South Africa is a country with 11 official languages, and the combined choirs tackled several of them, together, Monday. Mhlungo led the group through "Ruri," a creation song written in Sesotho by South African composer Michael Mosoeu Moerane.
He also took them through the next song, "Bawo Thixo Somandla" by Archibald Arnold Mxolisi Matyila, which became a popular protest song against apartheid in the 1980s.
The added challenge, this time, was that it comes with movement. It also involves the characteristic clicking used in Xhosha, one of the country's official languages. With the help of their new South African singing partners, the Minnesota Chorale members became dancers.

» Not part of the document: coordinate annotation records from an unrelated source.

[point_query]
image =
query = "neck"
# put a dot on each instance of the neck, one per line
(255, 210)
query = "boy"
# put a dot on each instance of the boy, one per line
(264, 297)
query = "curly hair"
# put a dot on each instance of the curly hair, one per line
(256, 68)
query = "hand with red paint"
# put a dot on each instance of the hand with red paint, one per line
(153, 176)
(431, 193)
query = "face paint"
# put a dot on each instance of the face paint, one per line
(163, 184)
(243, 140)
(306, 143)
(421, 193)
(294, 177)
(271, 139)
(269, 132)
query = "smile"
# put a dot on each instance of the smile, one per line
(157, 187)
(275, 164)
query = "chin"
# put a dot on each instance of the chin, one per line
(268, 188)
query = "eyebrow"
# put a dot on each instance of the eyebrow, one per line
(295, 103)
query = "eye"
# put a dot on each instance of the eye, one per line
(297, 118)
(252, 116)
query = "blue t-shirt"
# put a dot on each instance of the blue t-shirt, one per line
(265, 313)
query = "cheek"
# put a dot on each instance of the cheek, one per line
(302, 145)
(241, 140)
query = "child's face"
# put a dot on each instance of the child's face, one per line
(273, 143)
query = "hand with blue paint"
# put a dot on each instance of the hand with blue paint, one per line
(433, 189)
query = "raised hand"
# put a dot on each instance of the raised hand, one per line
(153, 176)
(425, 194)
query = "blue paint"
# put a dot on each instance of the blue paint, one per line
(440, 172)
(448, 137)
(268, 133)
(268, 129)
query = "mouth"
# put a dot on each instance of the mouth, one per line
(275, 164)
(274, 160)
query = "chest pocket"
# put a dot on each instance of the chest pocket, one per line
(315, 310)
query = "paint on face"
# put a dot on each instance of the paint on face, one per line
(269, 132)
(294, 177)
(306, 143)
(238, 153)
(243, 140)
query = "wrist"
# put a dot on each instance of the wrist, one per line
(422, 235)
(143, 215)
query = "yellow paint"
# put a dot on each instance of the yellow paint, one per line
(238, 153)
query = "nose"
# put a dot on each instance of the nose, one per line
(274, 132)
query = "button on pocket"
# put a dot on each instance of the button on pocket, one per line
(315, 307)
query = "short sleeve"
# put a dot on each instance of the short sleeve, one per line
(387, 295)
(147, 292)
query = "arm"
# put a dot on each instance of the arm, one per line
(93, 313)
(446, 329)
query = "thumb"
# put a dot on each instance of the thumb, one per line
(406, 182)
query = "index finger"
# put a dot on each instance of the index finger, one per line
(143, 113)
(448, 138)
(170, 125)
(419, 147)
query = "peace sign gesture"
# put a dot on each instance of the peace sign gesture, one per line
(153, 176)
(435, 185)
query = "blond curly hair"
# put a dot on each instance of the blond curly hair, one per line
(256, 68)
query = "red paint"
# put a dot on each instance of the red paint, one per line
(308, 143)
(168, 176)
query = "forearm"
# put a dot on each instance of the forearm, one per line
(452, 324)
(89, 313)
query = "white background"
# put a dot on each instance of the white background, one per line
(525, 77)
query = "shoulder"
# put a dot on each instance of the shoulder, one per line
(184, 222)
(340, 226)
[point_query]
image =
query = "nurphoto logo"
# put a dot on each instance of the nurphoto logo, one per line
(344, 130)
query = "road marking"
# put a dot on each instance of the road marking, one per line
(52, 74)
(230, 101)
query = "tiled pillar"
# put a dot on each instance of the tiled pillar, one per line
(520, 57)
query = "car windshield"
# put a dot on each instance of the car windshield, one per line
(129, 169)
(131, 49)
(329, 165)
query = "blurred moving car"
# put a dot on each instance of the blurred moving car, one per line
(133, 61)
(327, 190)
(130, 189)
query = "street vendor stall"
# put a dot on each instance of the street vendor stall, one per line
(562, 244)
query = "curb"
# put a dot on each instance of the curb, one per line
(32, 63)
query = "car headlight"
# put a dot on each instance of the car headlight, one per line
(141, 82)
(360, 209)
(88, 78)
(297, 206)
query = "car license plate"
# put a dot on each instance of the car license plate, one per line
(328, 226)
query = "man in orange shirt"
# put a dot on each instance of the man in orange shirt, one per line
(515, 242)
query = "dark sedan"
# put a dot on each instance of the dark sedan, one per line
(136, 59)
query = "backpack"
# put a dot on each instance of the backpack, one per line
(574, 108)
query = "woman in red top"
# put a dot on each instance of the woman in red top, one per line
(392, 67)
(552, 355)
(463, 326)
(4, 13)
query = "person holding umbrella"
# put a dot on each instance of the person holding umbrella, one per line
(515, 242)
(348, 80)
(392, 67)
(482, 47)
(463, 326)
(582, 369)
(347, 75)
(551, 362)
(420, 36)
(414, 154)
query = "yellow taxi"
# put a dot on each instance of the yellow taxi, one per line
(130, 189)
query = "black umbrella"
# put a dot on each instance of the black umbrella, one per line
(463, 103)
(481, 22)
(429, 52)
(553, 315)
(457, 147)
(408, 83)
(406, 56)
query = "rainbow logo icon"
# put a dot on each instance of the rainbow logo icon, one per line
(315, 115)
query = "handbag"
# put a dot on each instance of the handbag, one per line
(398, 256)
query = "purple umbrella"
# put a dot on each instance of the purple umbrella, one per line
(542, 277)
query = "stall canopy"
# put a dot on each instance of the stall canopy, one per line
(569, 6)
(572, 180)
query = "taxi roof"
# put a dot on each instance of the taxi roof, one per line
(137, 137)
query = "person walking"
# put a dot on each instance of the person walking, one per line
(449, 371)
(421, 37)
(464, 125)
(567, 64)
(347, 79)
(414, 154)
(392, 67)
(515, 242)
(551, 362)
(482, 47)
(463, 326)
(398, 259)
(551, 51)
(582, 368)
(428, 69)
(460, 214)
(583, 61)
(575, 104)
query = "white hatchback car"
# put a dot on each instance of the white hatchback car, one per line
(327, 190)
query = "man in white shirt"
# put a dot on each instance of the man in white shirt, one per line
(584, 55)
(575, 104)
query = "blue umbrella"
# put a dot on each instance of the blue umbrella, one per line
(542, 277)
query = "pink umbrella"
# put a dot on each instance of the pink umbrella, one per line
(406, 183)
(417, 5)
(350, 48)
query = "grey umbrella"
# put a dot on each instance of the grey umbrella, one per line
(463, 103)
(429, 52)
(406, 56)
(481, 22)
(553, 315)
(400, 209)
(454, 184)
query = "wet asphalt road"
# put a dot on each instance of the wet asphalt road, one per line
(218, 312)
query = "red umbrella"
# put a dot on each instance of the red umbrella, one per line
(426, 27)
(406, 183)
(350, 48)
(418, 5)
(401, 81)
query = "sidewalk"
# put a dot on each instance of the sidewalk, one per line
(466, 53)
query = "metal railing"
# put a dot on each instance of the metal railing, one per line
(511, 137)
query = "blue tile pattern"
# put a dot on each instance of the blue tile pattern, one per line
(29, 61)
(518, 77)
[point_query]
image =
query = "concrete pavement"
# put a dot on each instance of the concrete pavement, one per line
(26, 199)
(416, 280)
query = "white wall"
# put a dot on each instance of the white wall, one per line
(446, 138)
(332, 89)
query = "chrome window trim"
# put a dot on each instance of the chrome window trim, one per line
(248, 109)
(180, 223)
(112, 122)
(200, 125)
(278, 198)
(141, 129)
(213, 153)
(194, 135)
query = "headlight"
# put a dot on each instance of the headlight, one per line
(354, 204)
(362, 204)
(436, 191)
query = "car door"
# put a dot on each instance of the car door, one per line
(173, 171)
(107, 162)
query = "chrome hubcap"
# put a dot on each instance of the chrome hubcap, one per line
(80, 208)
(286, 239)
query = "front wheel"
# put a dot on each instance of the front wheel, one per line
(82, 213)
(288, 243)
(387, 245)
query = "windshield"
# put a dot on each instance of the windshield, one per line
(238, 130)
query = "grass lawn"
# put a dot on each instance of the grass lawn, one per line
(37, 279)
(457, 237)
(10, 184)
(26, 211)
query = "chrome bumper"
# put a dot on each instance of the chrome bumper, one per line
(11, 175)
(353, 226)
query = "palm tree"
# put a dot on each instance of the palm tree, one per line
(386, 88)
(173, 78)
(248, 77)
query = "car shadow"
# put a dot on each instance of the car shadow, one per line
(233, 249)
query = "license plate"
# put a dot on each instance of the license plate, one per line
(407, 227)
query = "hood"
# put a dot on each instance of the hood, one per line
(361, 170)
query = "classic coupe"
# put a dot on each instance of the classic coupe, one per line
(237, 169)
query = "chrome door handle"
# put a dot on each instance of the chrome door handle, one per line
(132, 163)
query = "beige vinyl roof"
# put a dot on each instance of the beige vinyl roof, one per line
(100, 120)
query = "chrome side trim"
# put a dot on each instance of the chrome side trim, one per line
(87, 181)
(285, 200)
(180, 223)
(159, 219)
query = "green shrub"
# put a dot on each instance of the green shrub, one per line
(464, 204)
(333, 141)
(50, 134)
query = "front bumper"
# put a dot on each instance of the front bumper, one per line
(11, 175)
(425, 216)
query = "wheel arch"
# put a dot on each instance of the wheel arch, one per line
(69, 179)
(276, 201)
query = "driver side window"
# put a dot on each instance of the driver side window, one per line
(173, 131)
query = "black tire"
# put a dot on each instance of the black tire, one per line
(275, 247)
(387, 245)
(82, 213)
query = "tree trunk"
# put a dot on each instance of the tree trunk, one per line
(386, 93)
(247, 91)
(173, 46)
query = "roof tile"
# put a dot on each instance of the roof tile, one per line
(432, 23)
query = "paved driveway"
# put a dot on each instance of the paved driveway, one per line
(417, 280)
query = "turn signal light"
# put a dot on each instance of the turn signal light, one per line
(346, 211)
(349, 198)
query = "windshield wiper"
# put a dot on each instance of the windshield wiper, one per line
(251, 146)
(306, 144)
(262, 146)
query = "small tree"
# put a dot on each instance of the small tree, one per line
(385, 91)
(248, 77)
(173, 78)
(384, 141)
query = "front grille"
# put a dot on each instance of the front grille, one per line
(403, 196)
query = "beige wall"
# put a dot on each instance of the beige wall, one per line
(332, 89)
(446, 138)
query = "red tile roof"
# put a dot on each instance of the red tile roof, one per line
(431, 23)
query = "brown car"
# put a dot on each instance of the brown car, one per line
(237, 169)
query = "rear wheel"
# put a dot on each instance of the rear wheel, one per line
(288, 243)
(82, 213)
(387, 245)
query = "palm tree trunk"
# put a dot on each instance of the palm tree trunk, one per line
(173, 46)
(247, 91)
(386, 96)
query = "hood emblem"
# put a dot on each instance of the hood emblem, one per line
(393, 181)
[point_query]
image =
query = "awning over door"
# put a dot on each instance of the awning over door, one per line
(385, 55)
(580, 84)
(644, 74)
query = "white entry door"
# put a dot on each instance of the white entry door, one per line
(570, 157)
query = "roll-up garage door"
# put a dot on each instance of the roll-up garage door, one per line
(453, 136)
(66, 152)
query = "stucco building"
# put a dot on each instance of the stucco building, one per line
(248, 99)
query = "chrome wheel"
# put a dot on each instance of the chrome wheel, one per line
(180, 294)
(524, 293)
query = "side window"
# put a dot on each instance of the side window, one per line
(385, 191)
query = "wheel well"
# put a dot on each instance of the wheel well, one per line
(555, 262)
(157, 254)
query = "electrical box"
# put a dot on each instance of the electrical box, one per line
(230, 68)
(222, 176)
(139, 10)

The challenge turned around with the next piece, Beethoven's "Ode to Joy."
The Chorale's Romey carried them through it. "I think the power of the Gauteng Choristers is AMAZING!" she said. "And just the richness of the sound! So beautiful."
Chorister Buyi Masikane said singing in German was a challenge, particularly because she didn't understand the nuances of the words. Sitting next to her, Chorale member Debbie Richman laughed — she faced the same problem, too, she said — with Beethoven and with songs in Xhosa.
But with the choirs embedded together, standing side by side, she said, they're learning quickly from each other.
"You know, I was listening to her, because I would then hear how she said [things], and it's like, 'That's not right' and I would fix [what I was singing]. And that is really helpful in real time," Richman said.
The choirs have two more days of rehearsals, including one with the full Minnesota Orchestra under the baton of Osmo Vanska. Masikane said she can't wait for their performance, which will be broadcast Friday on Classical MPR in Minnesota at 7 p.m. Central time.
"It's going to be lit!" she said. "That's how we say it in South Africa: It's going to be lit!"
But before that, it's back to Beethoven.